Sensible Initialization Using Expert Knowledge for Genome-Wide Analysis of Epistasis Using Genetic Programming

For biomedical researchers it is now possible to measure large numbers of DNA sequence variations across the human genome. Measuring hundreds of thousands of variations is now routine, but single variations which consistently predict an individual's risk of common human disease have proven elusive. Instead of single variants determining the risk of common human diseases, it seems more likely that disease risk is best modeled by interactions between biological components. The evolutionary computing challenge now is to effectively explore interactions in these large datasets and identify combinations of variations which are robust predictors of common human diseases such as bladder cancer. One promising approach to this problem is genetic programming (GP). A GP approach for this problem will use darwinian inspired evolution to evolve programs which find and model attribute interactions which predict an individual's risk of common human diseases.
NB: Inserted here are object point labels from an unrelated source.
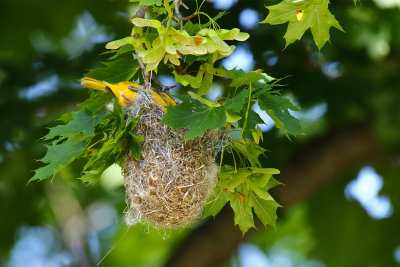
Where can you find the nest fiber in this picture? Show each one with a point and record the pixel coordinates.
(171, 183)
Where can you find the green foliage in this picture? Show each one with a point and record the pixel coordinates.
(195, 115)
(246, 190)
(123, 68)
(103, 137)
(278, 108)
(304, 15)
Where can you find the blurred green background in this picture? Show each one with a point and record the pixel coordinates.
(341, 200)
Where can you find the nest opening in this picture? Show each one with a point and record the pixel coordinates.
(171, 183)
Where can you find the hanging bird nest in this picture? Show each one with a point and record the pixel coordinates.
(171, 182)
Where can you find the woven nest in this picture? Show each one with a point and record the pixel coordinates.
(171, 183)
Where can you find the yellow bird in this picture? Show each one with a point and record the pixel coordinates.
(125, 92)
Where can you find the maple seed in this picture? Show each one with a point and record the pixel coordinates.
(299, 14)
The goal of this study is to develop and evaluate two initializers for this domain. We develop a probabilistic initializer which uses expert knowledge to select attributes and an enumerative initializer which maximizes attribute diversity in the generated population. We compare these initializers to a random initializer which displays no preference for attributes. We show that the expert-knowledge-aware probabilistic initializer significantly outperforms both the random initializer and the enumerative initializer. We discuss implications of these results for the design of GP strategies which are able to detect and characterize predictors of common human diseases.